Glycosylation control based on the elucidation of Golgi dynamics

Research Director

Koichi Kato

Collaborator

Daisuke Koga	Associate Professor Department of Microscopic Anatomy and Cell Biology Asahikawa Medical University
Takuro Tojima	Senior Research Scientist Center for Advanced Photonics RIKEN
Totai Mitsuyama	Research Team Leader Artificial Intelligence Research Center National Institute of Advanced Industrial Science and Technology (AIST)

Outline

The control of protein glycosylation is an important issue in the development of biopharmaceuticals. This study focuses on the Golgi apparatus as a stage for glycosylation and elucidates the spatio-temporal dynamics of its microstructure and the transport pathway of glycoproteins. By exploring the molecular mechanisms underlying the localization of glycosyltransferases and the selective transport of cargo molecules in the complexly compartmentalized Golgi, we aim to decipher the program of the secretory pathway and to control protein glycosylation by its modification.

Toshiyuki Shimizu

Lysosomal spatiotemporal dynamics controlling Toll like receptor responses

Research Director

Toshiyuki Shimizu

Collaborator

Tomohiko Taguchi	Professor Graduate School of Life Sciences Tohoku University
Kensuke Miyake	Professor Institute of Medical Science The University of Tokyo

Outline

Nucleic acid sensing TLRs reside in the endosomal compartment and induce innate immune responses as pathogenic sensors. Recently, we found that these TLRs in macrophages sense lysosomal metabolite accumulation and activate stress responses such as macrophage proliferation. We here study mechanisms behind a decision by TLRs to activate innate immune responses or stress responses. We focus on: the structural studies of TLR complexes initiating immune responses or stress responses; and the relationship between these TLR complexes and spatiotemporal dynamics of lysosomes.

Noritaka Nishida

Elucidation of the structure, dynamics and function of intracellular proteins by in-cell NMR measurements

Research Director

Noritaka Nishida

Collaborator

Teppei Ikeya

Associate Professor Graduate School of Science Tokyo Metropolitan Univerity

Outline

In this research project, we will develop (1) the methods for analyzing dynamic conformational equilibrium and ensemble structures of intracellular proteins, (2) the methods for extracting contribution of intracellular regulatory factors by in-cell NMR measurements using knockout cells, and (3) the techniques for subcellular localization of target proteins and their highly sensitive detection. We will apply these developed methods to higher-order structures such as LLPSs that are formed locally in cells, and quantitatively clarify the relationship between the dynamic structure and the functional role.

Tatsuo Fukagawa

Structural dynamics on the kinetochore

Research Director

Tatsuo Fukagawa

Collaborator

Masato T. Kanemaki	Professor National Institute of Genetics Research Organization of Information and Systems
Toru Hirota	Division Head Cancer Institute Japanese Foundation for Cancer Research

Outline

The kinetochore, which contains more than 100 proteins, is an essential structure for accurate chromosome segregation.

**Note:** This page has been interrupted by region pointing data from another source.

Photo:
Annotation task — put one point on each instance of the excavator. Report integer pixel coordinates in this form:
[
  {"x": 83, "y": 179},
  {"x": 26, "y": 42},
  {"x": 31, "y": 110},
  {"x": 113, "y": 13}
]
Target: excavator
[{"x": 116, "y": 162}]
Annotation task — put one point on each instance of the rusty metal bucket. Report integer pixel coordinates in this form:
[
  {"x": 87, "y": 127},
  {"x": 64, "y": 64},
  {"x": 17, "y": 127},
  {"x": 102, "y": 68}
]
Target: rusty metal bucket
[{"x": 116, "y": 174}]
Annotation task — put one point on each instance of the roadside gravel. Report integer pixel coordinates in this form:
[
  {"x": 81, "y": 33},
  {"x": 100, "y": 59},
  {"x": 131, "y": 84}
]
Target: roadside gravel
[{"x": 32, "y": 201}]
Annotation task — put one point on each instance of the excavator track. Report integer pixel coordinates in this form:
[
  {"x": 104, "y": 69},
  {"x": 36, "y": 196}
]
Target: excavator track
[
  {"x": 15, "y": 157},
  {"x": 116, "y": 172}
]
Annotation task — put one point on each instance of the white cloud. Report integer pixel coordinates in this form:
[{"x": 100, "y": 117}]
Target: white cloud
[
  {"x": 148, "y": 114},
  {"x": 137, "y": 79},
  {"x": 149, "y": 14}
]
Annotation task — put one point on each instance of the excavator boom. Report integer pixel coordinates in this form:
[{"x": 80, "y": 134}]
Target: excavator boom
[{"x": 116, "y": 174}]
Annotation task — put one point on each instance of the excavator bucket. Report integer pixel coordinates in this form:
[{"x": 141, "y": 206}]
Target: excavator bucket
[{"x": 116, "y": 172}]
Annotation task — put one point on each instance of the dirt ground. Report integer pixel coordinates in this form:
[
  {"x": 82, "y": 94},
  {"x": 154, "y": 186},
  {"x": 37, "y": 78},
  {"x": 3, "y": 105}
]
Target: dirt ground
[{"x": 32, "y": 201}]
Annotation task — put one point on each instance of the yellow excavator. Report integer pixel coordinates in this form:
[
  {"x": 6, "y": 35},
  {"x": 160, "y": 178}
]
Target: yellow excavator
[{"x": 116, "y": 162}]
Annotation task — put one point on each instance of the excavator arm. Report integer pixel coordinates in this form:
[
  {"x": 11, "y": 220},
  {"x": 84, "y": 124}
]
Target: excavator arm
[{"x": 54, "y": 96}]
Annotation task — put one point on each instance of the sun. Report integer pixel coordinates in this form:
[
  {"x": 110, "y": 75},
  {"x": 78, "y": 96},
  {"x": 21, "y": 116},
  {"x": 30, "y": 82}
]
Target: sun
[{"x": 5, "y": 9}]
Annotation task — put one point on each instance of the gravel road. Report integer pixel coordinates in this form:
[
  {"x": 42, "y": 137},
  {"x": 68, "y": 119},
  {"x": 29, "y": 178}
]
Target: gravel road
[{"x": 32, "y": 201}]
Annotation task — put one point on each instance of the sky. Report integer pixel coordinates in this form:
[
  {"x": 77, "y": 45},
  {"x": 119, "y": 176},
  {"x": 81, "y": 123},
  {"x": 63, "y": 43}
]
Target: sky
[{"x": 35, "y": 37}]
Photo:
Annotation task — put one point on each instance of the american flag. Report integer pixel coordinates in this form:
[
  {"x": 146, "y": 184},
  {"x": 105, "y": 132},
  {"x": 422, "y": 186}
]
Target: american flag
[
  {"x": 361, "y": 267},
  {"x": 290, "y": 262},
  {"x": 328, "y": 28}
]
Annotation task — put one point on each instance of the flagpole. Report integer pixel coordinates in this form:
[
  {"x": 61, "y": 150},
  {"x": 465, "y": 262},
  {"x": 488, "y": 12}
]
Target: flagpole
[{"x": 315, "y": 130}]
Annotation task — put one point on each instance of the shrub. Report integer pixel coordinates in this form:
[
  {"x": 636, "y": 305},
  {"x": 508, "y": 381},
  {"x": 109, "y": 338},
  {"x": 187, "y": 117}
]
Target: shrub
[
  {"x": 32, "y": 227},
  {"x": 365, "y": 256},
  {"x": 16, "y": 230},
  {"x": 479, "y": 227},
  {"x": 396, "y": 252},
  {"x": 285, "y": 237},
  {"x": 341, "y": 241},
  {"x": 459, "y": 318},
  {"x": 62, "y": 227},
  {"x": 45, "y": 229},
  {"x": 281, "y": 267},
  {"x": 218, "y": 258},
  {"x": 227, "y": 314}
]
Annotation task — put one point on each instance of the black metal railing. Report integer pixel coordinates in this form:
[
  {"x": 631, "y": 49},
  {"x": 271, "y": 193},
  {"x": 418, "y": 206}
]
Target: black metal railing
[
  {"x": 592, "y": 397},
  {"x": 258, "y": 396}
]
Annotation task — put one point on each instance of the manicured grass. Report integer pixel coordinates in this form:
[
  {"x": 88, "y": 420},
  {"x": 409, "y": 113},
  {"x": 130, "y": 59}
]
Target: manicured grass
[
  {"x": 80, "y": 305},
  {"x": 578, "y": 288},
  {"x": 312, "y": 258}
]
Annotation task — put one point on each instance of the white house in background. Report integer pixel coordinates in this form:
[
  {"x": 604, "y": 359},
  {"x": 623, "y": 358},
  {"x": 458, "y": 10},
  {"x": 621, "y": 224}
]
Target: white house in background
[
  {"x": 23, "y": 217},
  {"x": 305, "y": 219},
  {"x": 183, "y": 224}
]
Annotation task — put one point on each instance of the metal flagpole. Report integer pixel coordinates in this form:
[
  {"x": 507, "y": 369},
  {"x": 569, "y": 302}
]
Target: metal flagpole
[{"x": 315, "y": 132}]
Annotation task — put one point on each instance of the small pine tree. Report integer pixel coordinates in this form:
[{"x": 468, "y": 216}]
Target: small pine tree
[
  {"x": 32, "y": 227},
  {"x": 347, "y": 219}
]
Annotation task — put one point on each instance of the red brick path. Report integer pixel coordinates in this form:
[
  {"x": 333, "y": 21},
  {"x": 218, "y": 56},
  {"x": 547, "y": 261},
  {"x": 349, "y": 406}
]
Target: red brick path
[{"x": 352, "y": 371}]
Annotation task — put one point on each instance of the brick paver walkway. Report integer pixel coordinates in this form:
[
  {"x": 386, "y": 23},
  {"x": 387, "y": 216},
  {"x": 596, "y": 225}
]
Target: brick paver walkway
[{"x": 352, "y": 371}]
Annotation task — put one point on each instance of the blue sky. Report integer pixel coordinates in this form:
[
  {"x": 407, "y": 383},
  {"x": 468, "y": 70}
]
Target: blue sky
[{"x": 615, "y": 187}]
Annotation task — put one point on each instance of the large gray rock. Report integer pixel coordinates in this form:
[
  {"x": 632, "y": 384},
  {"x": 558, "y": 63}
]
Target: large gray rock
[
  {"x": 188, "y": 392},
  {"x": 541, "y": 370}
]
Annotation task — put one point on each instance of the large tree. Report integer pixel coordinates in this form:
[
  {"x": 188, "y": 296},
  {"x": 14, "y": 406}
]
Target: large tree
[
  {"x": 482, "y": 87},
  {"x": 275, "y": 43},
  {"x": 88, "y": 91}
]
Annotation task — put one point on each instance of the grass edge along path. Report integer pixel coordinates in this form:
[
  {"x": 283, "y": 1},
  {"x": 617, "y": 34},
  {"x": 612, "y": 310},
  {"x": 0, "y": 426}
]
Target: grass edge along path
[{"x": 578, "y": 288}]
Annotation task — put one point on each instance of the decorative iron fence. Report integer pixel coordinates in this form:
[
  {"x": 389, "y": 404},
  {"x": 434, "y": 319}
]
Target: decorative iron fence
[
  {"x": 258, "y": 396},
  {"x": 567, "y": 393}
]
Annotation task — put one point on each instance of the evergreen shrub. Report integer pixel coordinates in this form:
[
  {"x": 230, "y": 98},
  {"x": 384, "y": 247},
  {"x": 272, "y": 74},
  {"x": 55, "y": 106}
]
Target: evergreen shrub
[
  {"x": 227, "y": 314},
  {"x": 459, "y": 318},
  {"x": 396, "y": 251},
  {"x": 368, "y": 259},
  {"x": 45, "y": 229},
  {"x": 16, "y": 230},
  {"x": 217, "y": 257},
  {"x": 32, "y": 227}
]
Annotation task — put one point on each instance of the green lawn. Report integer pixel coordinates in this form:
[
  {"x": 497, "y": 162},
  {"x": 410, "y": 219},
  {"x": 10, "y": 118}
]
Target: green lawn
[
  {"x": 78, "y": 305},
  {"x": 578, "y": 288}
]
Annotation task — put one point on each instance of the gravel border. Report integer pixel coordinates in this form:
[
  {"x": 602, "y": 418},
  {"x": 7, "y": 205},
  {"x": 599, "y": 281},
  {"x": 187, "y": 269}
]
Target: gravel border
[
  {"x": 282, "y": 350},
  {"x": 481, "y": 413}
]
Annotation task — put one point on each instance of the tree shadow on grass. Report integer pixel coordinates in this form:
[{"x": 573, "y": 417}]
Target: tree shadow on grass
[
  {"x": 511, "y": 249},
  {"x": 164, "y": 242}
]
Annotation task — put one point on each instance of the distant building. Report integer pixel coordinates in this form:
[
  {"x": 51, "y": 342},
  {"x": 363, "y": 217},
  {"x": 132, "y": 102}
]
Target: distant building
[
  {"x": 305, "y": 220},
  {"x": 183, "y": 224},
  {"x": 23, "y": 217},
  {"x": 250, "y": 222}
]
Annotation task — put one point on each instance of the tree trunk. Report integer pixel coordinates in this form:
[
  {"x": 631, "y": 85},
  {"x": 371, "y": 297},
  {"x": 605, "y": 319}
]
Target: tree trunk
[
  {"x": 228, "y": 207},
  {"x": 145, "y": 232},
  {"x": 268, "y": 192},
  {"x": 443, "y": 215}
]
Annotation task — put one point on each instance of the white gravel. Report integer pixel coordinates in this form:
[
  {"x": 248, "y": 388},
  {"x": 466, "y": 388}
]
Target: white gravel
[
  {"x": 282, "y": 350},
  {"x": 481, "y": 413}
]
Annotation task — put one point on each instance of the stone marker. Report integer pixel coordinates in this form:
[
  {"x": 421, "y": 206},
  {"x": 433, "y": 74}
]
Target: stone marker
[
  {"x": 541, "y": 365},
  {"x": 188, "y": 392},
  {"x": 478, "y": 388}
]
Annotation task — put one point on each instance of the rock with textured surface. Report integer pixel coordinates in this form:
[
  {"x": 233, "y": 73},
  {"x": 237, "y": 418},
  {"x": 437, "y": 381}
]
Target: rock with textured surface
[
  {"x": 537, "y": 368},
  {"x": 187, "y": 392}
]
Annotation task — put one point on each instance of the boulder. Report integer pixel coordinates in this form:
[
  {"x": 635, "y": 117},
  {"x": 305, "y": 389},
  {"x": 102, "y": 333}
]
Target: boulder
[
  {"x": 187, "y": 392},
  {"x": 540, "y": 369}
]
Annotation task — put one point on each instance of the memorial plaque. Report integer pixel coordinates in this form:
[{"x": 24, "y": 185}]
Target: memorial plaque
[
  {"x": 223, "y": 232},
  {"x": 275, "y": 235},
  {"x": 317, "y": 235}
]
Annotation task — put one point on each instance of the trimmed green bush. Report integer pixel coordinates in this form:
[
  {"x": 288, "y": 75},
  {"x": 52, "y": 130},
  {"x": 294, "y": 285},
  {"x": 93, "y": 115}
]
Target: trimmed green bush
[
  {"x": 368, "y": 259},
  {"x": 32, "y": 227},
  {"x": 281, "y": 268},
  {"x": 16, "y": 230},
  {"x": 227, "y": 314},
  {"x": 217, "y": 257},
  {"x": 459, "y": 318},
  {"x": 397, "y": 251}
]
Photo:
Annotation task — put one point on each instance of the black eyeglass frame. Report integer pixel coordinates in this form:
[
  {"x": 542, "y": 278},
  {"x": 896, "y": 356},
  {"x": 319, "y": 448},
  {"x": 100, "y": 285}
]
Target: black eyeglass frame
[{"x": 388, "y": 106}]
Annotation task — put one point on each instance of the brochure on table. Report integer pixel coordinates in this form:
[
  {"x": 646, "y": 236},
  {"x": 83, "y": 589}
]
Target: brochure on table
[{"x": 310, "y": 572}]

Whereas various studies on the kinetochore are progressed, there remain many unsolved questions such as how the kinetochore structure is regulated in cells or how accurate chromosome segregation is performed through the kinetochore. In this project, using cryo-EM, high-resolution imaging, and genetic approach combined with cell biological methods, we will try to clarify how the structural changes of the kinetochore are related to the chromosome segregation process in cells.